Abstract: : Purpose: To elucidate molecular mechanism of arrestin transition into high-affinity receptor-binding state. Methods: We used X-ray crystallography, structure-based mutagenesis, and direct binding assay with four functional forms of rhodopsin (dark P-Rh, P-Rh*, dark Rh, and Rh*) to determine functional consequences of various mutations. Results: Mutagenesis data interpreted in the context of high-resolution crystal structure of the basal state of arrestin lead to the conclusion that at least two intramolecular interactions are disrupted by phosphorylated light-activated rhodopsin. These include polar core in the fulcrum of the two-domain arrestin molecule and three-element interaction between C-tail, beta-strand I, and alpha-helix I. Several arrestin elements move relative to each other in the process of its binding to rhodopsin. Receptor-attached phosphates first encounter lysines 14 and 15. These lysines point in opposite directions, so one of them has to flip over, thereby melting beta-strand I and disrupting its interaction with the C-tail and alpha-helix I. Released C-tail moves out, yanking Arg382 out of the polar core.

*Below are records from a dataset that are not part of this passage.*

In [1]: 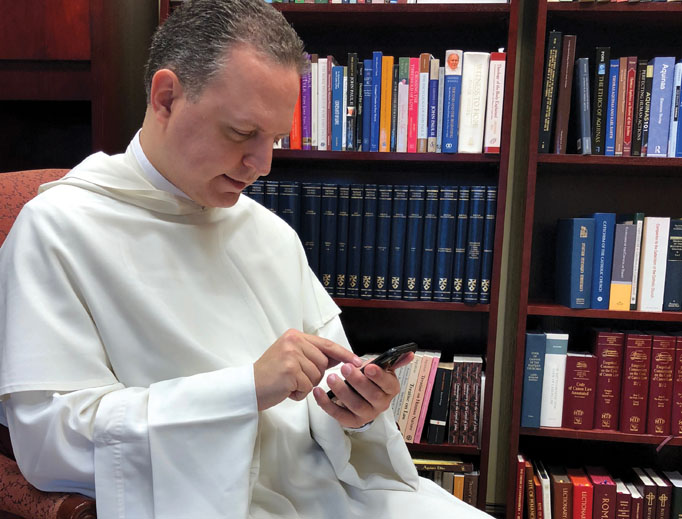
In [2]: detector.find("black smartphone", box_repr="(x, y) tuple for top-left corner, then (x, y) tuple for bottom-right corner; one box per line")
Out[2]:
(327, 342), (417, 400)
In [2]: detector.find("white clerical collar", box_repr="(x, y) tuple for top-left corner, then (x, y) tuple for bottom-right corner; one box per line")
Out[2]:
(131, 129), (191, 200)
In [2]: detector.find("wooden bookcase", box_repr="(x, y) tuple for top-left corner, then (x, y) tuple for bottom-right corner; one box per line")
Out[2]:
(0, 0), (159, 171)
(506, 0), (682, 518)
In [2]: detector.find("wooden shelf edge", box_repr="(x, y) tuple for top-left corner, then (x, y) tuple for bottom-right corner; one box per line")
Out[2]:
(334, 297), (490, 313)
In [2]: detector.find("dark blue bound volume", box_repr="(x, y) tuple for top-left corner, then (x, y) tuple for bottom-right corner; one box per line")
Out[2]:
(419, 186), (439, 301)
(346, 184), (365, 297)
(451, 186), (469, 303)
(388, 185), (409, 299)
(464, 186), (486, 303)
(247, 180), (265, 205)
(360, 184), (377, 299)
(320, 184), (339, 296)
(335, 184), (350, 297)
(300, 182), (322, 275)
(554, 218), (594, 308)
(374, 185), (393, 299)
(478, 186), (497, 305)
(433, 186), (458, 301)
(264, 180), (279, 214)
(277, 180), (301, 236)
(403, 186), (425, 301)
(663, 218), (682, 310)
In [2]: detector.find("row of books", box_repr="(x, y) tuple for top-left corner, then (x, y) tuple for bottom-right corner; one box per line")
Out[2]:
(555, 213), (682, 312)
(538, 31), (682, 157)
(521, 329), (682, 435)
(412, 458), (480, 506)
(246, 180), (497, 304)
(282, 50), (506, 153)
(515, 454), (682, 519)
(391, 350), (485, 446)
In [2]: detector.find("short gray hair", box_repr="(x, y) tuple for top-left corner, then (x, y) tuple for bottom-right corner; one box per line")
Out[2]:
(144, 0), (306, 102)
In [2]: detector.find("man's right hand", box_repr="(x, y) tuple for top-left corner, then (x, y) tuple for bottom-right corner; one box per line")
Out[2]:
(253, 329), (362, 411)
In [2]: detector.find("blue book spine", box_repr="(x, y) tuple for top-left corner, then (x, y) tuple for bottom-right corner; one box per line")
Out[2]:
(464, 186), (486, 303)
(374, 185), (393, 299)
(369, 50), (383, 151)
(335, 184), (350, 297)
(320, 184), (339, 296)
(278, 180), (301, 236)
(441, 74), (462, 153)
(265, 180), (279, 214)
(451, 186), (470, 303)
(554, 218), (594, 308)
(575, 58), (592, 155)
(346, 184), (365, 297)
(590, 213), (616, 310)
(521, 332), (546, 428)
(388, 185), (409, 299)
(604, 59), (620, 157)
(301, 182), (322, 275)
(331, 65), (343, 151)
(248, 180), (265, 205)
(668, 61), (682, 157)
(433, 186), (458, 301)
(646, 57), (675, 157)
(478, 186), (497, 304)
(419, 186), (439, 301)
(360, 59), (374, 151)
(663, 218), (682, 312)
(403, 186), (425, 301)
(360, 184), (377, 299)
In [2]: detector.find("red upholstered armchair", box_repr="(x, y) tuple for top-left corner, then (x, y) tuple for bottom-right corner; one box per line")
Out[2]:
(0, 169), (97, 519)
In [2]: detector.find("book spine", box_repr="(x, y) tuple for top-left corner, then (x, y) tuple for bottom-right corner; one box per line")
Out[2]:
(433, 186), (458, 301)
(403, 186), (425, 301)
(521, 332), (546, 428)
(554, 34), (576, 153)
(464, 186), (486, 303)
(374, 185), (393, 299)
(619, 333), (651, 434)
(335, 184), (350, 297)
(592, 47), (611, 155)
(451, 186), (470, 303)
(538, 31), (562, 153)
(419, 186), (438, 301)
(478, 186), (497, 304)
(540, 333), (568, 427)
(320, 184), (339, 296)
(360, 184), (377, 299)
(388, 185), (409, 300)
(663, 218), (682, 312)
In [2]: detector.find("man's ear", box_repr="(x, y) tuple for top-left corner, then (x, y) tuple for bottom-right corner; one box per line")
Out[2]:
(149, 68), (183, 124)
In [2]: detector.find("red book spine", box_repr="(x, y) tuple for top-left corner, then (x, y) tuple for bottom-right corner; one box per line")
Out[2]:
(620, 333), (651, 434)
(594, 331), (625, 429)
(646, 335), (675, 435)
(670, 336), (682, 436)
(561, 352), (597, 429)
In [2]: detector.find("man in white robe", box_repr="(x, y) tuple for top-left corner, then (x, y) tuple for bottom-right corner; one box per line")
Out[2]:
(0, 0), (492, 519)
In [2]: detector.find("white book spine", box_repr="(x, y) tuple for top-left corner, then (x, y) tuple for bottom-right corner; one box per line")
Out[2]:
(458, 52), (490, 153)
(540, 333), (568, 427)
(483, 52), (506, 153)
(436, 67), (445, 153)
(317, 58), (329, 151)
(637, 216), (670, 312)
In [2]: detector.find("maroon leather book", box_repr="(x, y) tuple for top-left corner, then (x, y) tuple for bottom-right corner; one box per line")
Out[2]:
(670, 335), (682, 436)
(593, 329), (625, 429)
(561, 351), (597, 429)
(646, 332), (675, 436)
(620, 332), (651, 434)
(585, 466), (616, 519)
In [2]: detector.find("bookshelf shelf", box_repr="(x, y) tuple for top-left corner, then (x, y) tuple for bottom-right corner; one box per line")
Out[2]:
(334, 297), (490, 313)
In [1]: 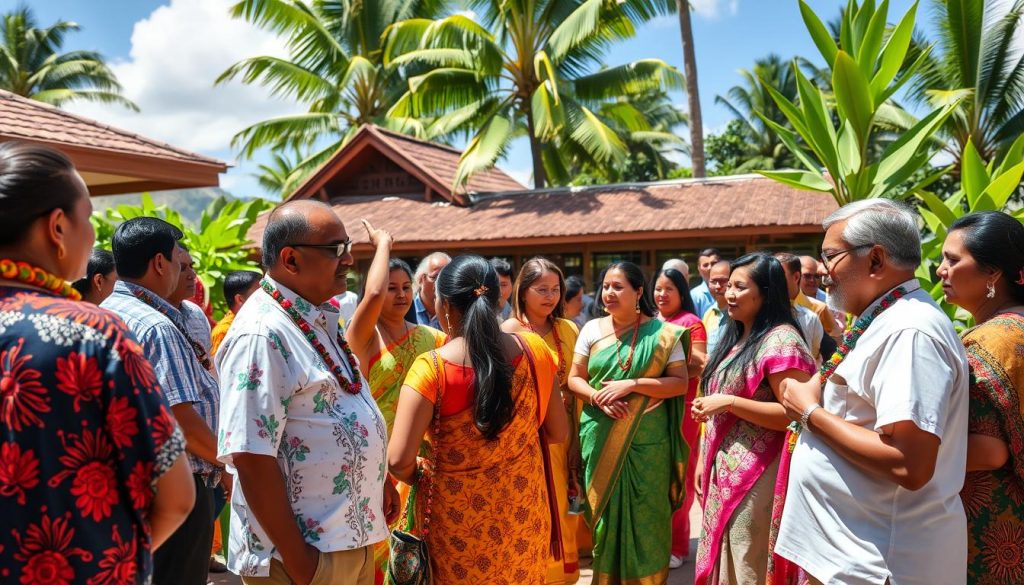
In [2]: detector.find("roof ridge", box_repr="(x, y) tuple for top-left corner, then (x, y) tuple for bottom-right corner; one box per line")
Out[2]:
(0, 89), (227, 167)
(367, 124), (462, 156)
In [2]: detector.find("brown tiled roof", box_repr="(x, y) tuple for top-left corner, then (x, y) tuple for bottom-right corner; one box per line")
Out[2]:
(0, 90), (226, 168)
(249, 175), (837, 249)
(288, 125), (525, 201)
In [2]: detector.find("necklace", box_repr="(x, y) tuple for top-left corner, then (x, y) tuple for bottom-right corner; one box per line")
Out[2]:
(788, 287), (908, 453)
(0, 258), (82, 300)
(259, 279), (362, 394)
(518, 319), (565, 384)
(611, 315), (640, 373)
(128, 285), (211, 371)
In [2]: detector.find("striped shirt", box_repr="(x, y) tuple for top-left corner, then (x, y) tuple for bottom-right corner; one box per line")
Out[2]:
(100, 281), (220, 486)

Beta-strand I also moves out to allow lysines 14 and 15 guide the phosphates to the polar core, where they neutralize another positive charge there, that of Arg175. Mutual repulsion of remaining three negative charges (Asp30, Asp296, and Asp303) pushes N- and C-domains apart. Rigid body-like movement of the two domains relative to each other is limited by the length of inter-domain hinge, as evidenced by the fact that deletions of increasing length in the hinge progressively reduce arrestin ability to bind rhodopsin. Finally, alpha-helix I (released from its interactions with both C-tail and beta-strand I) swings out and functions as a reversible membrane anchor stabilizing arrestin-rhodopsin complex. Conclusion: In the process of arrestin activation its "extremities" and its two domains move to "embrace" the cytoplasmic tip of light-activated phosphorylated rhodopsin. Complex rearrangement of arrestin molecule dramatically changes its shape. This conformational change is necessary for arrestin’s high-affinity binding to rhodopsin. It explains unusually high activation energy of arrestin. Major conformational change upon receptor binding also explains arrestin’s ability to interact with various non-receptor partners only when it is bound to the receptor.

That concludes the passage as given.